Вета и Патрик с Яном оказались в разных бараках. В одном из бараков был угол для женщин, отгороженный от мужчин дощатой перегородкой и имевший отдельный вход. Впрочем, пара досок в перегородке едва держались, и каждую ночь то одна, то другая из товарок Веты перебиралась под бок к очередному дружку-покровителю. Ночей девушка ждала с ужасом, сжималась в клубочек, то и дело боясь почувствовать чью-нибудь похотливую лапу на своих плечах. Однако пока ее не трогали – то ли присматривались, то ли опасались «связываться с благородной» – Бог весть.
На встречи с друзьями просто не оставалось времени. Не было времени даже на то, чтобы умыться. Вета и Патрик с Яном использовали любую минуту, чтобы хотя бы увидеть друг друга, обменяться беглыми улыбками, а если повезет – перекинуться несколькими словами. В единственный более-менее свободный день в месяц они выискивали место подальше от остальных каторжан – если везло, удавалось относительно спокойно поговорить.
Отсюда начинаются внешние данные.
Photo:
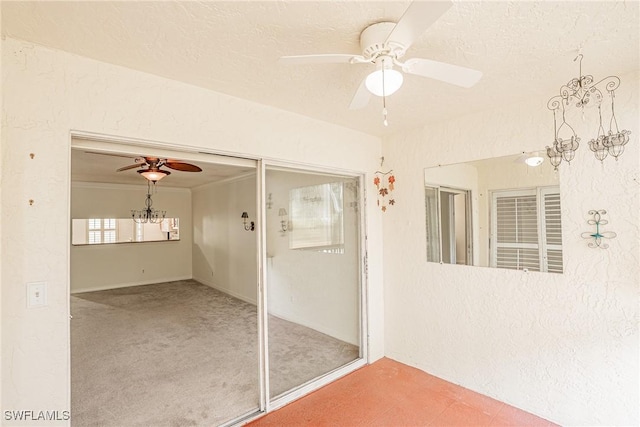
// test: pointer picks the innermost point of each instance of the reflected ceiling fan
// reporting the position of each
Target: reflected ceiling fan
(152, 171)
(384, 43)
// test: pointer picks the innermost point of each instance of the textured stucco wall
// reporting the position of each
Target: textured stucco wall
(563, 346)
(46, 93)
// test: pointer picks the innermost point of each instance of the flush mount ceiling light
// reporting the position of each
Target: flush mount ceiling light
(534, 160)
(582, 92)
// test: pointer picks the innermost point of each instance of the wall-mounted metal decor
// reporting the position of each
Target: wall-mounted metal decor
(582, 92)
(385, 184)
(598, 235)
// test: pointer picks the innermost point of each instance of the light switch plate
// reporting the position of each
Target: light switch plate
(36, 294)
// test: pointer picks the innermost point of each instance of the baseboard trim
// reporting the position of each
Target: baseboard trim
(226, 291)
(130, 284)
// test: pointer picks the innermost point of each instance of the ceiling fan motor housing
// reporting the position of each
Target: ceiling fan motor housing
(372, 41)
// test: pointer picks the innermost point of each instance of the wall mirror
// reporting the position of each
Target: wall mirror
(100, 231)
(501, 212)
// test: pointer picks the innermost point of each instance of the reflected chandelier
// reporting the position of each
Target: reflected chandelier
(581, 92)
(148, 214)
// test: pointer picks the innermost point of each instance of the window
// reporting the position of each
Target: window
(316, 215)
(526, 229)
(448, 216)
(101, 230)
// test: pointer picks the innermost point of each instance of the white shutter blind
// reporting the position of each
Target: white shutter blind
(552, 229)
(516, 231)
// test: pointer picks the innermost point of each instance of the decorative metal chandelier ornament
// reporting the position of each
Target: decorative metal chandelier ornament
(581, 92)
(148, 214)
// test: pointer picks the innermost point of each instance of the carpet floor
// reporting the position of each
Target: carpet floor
(182, 354)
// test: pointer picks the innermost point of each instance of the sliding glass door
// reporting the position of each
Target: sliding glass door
(313, 275)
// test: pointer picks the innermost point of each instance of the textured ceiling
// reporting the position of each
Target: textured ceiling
(524, 49)
(92, 161)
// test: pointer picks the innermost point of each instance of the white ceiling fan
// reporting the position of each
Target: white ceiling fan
(384, 43)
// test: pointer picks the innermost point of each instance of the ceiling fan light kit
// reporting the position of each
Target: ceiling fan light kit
(383, 44)
(153, 175)
(385, 80)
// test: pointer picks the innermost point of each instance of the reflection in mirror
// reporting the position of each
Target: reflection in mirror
(99, 231)
(497, 212)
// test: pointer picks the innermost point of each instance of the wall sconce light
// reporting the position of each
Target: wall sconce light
(284, 223)
(248, 226)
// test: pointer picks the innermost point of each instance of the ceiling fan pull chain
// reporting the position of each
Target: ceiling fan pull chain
(384, 100)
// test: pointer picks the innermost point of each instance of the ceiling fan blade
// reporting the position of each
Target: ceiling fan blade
(459, 76)
(181, 166)
(419, 16)
(137, 165)
(361, 97)
(128, 156)
(328, 58)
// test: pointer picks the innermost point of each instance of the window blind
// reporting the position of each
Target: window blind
(516, 231)
(552, 227)
(527, 229)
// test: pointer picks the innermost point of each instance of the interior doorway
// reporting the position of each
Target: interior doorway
(136, 307)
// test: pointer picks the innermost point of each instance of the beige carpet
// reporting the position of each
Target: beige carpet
(182, 354)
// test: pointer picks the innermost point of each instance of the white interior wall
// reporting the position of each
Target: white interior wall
(95, 267)
(47, 93)
(314, 289)
(563, 346)
(224, 253)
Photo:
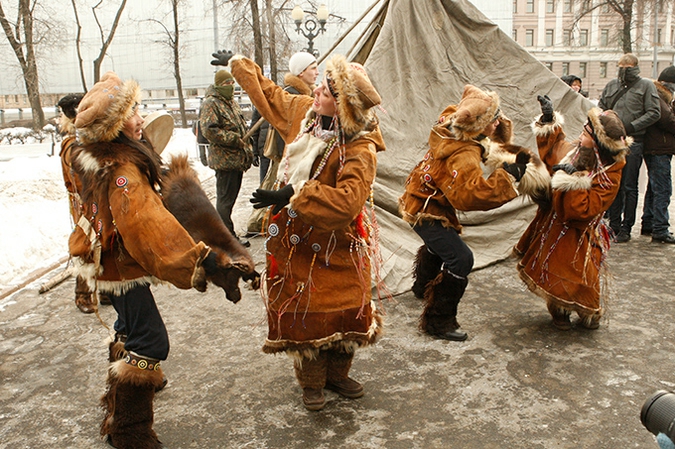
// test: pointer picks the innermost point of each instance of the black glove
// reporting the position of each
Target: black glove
(210, 264)
(222, 57)
(568, 168)
(546, 108)
(516, 170)
(278, 198)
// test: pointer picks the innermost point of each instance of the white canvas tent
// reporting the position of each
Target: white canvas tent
(419, 55)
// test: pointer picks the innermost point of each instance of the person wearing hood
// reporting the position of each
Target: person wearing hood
(321, 234)
(636, 102)
(575, 84)
(223, 125)
(658, 153)
(563, 252)
(267, 143)
(68, 109)
(119, 246)
(453, 176)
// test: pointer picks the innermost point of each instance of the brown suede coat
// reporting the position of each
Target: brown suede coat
(318, 278)
(450, 178)
(563, 250)
(141, 242)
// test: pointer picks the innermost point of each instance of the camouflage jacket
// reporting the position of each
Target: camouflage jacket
(223, 125)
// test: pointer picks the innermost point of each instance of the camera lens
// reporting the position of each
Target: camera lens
(658, 413)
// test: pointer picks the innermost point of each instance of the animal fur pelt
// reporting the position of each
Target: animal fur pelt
(536, 181)
(184, 197)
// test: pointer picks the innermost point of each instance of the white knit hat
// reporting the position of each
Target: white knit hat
(300, 61)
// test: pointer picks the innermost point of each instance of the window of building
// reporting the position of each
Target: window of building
(529, 38)
(567, 5)
(549, 38)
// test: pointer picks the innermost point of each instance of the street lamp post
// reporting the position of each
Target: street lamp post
(311, 28)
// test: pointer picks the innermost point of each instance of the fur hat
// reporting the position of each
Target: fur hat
(68, 106)
(105, 108)
(300, 61)
(354, 93)
(668, 74)
(222, 76)
(476, 110)
(608, 131)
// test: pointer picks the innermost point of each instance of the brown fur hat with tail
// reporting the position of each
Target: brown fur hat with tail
(355, 95)
(105, 108)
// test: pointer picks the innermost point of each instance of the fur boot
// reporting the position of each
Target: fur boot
(127, 403)
(311, 375)
(83, 299)
(427, 266)
(561, 317)
(116, 349)
(337, 375)
(442, 296)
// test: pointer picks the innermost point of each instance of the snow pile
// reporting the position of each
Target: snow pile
(34, 213)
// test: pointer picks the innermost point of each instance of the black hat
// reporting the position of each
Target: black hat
(668, 74)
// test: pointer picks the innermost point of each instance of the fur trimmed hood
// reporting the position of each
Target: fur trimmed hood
(105, 108)
(608, 132)
(476, 110)
(355, 95)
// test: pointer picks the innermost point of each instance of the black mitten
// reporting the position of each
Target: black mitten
(546, 108)
(222, 57)
(516, 170)
(568, 168)
(278, 198)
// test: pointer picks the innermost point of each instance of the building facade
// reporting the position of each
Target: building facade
(590, 47)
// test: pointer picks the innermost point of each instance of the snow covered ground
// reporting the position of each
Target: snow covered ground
(34, 217)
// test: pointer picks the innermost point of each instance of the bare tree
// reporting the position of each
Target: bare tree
(20, 35)
(105, 41)
(172, 41)
(624, 9)
(78, 42)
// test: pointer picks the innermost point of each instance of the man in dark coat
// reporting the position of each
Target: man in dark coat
(658, 152)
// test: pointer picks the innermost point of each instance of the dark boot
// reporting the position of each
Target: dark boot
(561, 317)
(116, 349)
(83, 299)
(591, 321)
(337, 375)
(427, 266)
(442, 296)
(311, 375)
(127, 403)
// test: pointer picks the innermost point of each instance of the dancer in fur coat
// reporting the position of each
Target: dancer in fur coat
(121, 246)
(319, 248)
(471, 165)
(563, 250)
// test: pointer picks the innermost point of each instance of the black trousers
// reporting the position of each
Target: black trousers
(228, 184)
(139, 319)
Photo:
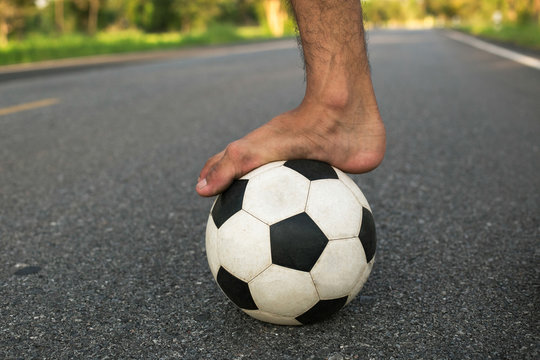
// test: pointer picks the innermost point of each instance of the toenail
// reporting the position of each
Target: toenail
(201, 183)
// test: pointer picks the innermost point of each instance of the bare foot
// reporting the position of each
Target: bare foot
(349, 136)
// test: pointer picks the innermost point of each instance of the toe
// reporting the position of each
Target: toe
(209, 164)
(218, 177)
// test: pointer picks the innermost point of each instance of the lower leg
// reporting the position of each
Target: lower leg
(338, 120)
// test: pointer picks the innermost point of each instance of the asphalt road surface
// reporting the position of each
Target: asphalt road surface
(102, 234)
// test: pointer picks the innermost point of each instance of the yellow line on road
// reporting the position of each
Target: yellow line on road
(28, 106)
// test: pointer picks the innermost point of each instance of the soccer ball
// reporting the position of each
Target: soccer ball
(291, 242)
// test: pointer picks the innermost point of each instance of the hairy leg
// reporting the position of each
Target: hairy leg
(338, 120)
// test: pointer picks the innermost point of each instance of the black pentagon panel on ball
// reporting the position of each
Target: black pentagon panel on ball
(312, 169)
(235, 289)
(367, 234)
(229, 202)
(297, 242)
(322, 310)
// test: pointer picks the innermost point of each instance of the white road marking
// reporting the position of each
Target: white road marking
(494, 49)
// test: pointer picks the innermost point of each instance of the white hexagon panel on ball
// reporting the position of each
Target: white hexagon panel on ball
(283, 291)
(275, 195)
(244, 246)
(339, 269)
(334, 209)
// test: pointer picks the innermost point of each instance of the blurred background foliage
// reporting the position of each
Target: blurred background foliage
(33, 30)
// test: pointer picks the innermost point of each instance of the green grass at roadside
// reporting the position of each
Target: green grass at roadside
(526, 35)
(40, 47)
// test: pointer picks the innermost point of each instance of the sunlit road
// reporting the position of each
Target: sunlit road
(102, 235)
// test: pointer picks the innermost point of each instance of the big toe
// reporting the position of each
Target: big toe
(217, 178)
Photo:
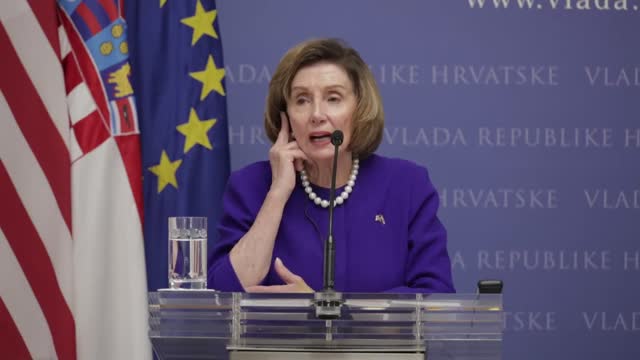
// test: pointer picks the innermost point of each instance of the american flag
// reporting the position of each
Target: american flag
(71, 251)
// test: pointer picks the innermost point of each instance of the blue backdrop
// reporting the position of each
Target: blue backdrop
(528, 118)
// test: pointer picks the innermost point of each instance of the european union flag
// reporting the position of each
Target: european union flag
(179, 79)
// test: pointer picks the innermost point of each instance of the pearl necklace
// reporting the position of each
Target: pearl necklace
(340, 198)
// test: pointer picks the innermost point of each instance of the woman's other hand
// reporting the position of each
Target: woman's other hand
(294, 283)
(285, 157)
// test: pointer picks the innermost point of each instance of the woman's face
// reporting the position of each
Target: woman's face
(322, 100)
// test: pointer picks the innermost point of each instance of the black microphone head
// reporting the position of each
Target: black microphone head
(337, 137)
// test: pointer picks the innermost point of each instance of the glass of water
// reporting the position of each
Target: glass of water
(188, 252)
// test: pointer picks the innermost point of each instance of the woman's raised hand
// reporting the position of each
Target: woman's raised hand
(285, 157)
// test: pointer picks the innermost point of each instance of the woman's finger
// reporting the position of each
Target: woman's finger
(283, 135)
(285, 274)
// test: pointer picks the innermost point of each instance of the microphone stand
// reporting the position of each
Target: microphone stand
(328, 302)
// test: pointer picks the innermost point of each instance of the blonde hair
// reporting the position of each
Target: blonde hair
(368, 118)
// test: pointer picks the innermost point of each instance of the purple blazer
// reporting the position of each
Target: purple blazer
(407, 252)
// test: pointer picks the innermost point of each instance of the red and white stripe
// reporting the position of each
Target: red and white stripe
(72, 257)
(35, 185)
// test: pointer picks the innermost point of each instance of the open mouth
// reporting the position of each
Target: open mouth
(320, 137)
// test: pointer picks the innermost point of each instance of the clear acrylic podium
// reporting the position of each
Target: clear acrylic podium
(193, 324)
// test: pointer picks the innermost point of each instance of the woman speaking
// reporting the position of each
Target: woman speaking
(275, 213)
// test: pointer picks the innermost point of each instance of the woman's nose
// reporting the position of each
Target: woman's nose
(319, 114)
Дом коменданта стоял чуть в стороне от всех остальных построек и резко отличался от прочих и внешним видом, и даже, казалось, запахом. В нем пахло хлебом, а в бараках и на центральной «площади» – голодом. Комендант Штаббс, высокий, жилистый, с военной выправкой мужчина лет сорока с небольшим, больше всего напоминал собой стальной клинок. Светло-серый мундир, прямые седые волосы, небольшие умные глаза цвета стали… даже голос у него был словно металлический. Он появлялся на территории редко, но знал, казалось, все и про всех. Имя его было Август Максимилиан, а история появления здесь – загадочна. Говорили, что когда-то он был офицером гвардейского полка, а сюда попал за дуэль. Говорили, что он авантюрист из морских пиратов, перешедший на сторону короны добровольно, за что его наградили ссылкой сюда. Говорили… много чего про него говорили. Но и боялись, и, как ни странно, уважали.